Within a short time, the Ghadar Party became very famous through its organ: 'The Ghadar". It drew Indians from all walks of life. Kartar Singh started assisting in running the revolutionary newspaper Ghadar ("Revolt") and did all the work for that paper.He undertook the responsibility for printing of the Gurmukhi edition of the paper. He composed patriotic poetry for it and wrote articles. He also went out among the Sikh farmers and arranged meetings at which he and other Ghadar leaders made speeches urging them to initiate united action against British. At a meeting at Sacramento, California, on 31 October 1913, he jumped to the stage and began to sing: "Chalo chaliye des nu Yuddha karne, eho aakhiri vachan farman hoye!" (Come! let us go and join the battle of freedom; the final call has come, let us go!) 
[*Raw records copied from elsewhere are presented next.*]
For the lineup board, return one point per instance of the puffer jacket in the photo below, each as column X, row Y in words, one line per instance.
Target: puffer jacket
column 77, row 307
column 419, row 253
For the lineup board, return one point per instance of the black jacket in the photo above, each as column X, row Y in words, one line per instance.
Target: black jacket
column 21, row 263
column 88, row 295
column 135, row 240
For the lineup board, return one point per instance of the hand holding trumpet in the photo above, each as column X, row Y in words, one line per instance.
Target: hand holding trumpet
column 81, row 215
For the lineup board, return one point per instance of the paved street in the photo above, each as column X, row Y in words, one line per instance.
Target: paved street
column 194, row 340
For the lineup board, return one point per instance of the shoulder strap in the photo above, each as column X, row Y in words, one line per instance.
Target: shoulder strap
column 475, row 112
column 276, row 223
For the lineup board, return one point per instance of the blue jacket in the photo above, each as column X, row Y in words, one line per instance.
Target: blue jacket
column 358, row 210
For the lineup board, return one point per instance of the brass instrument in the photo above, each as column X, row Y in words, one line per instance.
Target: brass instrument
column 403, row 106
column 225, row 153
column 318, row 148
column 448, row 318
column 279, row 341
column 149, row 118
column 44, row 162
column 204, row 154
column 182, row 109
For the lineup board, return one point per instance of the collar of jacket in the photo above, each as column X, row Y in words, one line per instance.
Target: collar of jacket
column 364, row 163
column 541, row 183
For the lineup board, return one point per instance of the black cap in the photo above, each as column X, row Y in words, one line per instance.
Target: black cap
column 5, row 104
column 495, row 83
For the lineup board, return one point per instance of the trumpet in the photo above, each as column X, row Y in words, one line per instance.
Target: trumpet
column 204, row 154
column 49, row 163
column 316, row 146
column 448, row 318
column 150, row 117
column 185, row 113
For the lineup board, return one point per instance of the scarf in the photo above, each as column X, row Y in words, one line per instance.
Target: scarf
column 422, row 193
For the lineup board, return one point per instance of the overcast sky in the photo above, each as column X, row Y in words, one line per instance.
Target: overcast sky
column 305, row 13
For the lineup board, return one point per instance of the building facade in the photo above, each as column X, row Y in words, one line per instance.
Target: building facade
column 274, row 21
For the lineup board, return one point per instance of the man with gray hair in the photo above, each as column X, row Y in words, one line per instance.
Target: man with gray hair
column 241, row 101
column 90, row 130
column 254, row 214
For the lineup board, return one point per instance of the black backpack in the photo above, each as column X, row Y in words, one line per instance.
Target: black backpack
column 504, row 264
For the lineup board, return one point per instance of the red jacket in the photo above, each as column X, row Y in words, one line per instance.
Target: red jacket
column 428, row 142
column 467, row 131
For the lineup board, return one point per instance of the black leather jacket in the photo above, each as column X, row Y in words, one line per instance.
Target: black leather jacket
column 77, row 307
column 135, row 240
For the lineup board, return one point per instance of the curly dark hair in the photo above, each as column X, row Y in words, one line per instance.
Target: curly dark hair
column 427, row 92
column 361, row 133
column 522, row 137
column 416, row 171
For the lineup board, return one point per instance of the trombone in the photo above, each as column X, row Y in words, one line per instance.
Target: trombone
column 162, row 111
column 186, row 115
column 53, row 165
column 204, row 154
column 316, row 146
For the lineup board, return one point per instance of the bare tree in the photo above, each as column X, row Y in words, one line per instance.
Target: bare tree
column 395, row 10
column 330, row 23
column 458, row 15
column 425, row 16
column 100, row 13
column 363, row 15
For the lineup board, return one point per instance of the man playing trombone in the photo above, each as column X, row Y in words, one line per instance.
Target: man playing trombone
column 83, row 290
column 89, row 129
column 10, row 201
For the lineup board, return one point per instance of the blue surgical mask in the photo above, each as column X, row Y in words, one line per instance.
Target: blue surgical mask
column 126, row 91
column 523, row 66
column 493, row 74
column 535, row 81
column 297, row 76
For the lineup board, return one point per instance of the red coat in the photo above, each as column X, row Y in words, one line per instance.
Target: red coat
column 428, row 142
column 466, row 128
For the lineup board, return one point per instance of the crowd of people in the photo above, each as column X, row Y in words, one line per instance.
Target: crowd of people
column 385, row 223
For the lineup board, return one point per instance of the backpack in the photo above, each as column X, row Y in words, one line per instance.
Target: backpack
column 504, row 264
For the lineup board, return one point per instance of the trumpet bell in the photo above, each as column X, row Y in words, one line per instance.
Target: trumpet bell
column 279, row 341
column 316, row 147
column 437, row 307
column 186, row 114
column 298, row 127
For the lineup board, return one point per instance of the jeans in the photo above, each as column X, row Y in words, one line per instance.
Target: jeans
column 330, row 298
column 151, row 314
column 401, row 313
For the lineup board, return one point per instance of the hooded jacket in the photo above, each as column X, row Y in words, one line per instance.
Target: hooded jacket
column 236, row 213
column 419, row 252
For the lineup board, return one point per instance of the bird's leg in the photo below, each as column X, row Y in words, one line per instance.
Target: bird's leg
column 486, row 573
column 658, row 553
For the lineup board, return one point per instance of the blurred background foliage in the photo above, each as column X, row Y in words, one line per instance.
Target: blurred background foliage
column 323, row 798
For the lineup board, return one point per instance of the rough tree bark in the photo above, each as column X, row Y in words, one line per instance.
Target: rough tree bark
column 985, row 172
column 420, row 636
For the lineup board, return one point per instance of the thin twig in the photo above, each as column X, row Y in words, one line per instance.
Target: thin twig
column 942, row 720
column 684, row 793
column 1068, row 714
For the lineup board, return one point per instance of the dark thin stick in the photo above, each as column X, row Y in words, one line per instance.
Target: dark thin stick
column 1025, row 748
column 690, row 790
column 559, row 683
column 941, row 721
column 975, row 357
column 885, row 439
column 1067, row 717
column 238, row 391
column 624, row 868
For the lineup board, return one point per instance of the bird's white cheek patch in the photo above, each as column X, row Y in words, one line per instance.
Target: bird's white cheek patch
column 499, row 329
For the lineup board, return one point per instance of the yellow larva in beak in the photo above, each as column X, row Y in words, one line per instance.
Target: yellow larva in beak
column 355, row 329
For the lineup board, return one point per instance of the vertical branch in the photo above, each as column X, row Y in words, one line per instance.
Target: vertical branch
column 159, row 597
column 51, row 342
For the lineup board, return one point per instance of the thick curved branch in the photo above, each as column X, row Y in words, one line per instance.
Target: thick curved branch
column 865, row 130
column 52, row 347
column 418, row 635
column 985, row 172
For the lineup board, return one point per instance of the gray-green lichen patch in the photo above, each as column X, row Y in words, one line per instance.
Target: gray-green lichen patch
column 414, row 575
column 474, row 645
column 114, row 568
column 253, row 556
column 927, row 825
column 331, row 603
With the start of World War I in 1914, the British became thoroughly engrossed in the war effort. Thinking it to be a good opportunity, the leaders of the Ghadar Party published the "Decision of Declaration of War" against the British in issue of 'The Ghadar' dated August 5, 1914. Thousands of copies of the paper were distributed among army cantonments, villages and cities. Kartar Singh reached Calcutta via Colombo on board SS Salamin in November 1914: he accompanied two other Gadhar leaders, Satyen Sen and Vishnu Ganesh Pingle, along with a large number of Gadhar freedom fighters. With a letter of introduction from Jatin Mukherjee, the Jugantar leader, Kartar Singh and Pingle met Rash Behari Bose at Benares to inform him that twenty thousand more Gadhar members were expected very soon.[1] A large number of leaders of the Ghadar Party were arrested by the Government at the ports. In spite of these arrests, a meeting was held by members of the Ghadar Party at Ladhouwal near Ludhiana in which it was decided to commit robberies in the houses of the rich to meet requirements of finance for armed action. Two Ghadris, Waryam Singh and Bhai Ram Rakha were killed in a bomb blast in one such raid.

After the arrival of Rash Behari Bose at Amritsar on January 25, 1915, it was decided on a meeting on February 12 that the uprising should be started on February 21. It was planned that after capturing the cantonments of Mian Mir and Ferozepur, mutiny was to be engineered near Ambala and Delhi.

As World War I broke out, members of Ghadar party were openly exhorted to return to India to start armed revolt against the British. Kartar Singh left the United States on 15 September 1914, nearly a month ahead of the main body of Sikhs who were to follow. He returned to India via Colombo, resolved to set up in his village a centre on the model of Ghadr party's Yugantar Ashram in San Francisco. When Bhai Parmanand arrived in India in December 1914 to lead the movement, Kartar Singh was charged with spreading the network in Ludhiana district. In this connection, he went to Bengal to secure weapons, and made contacts with revolutionaries such as Vishnu Ganesh Pingley, Sachindra Nath Sanyal and Rash Bihari Bose. With Pingley, Kartar Singh visited cantonments at Meerut, Agra, Benaras, Allahabad, Ambala, Lahore and Rawalpindi, with a view to inciting soldiers to revolt. For armaments, Kartar Singh and his associates succeeded in manufacturing bombs on a small scale at Jhabewal and later at Lohtbaddi, both in Ludhiana district. Kartar Singh organized and participated in raids on the villages of Sahnewal and Mansuran in January 1915, in order to procure funds for the party. 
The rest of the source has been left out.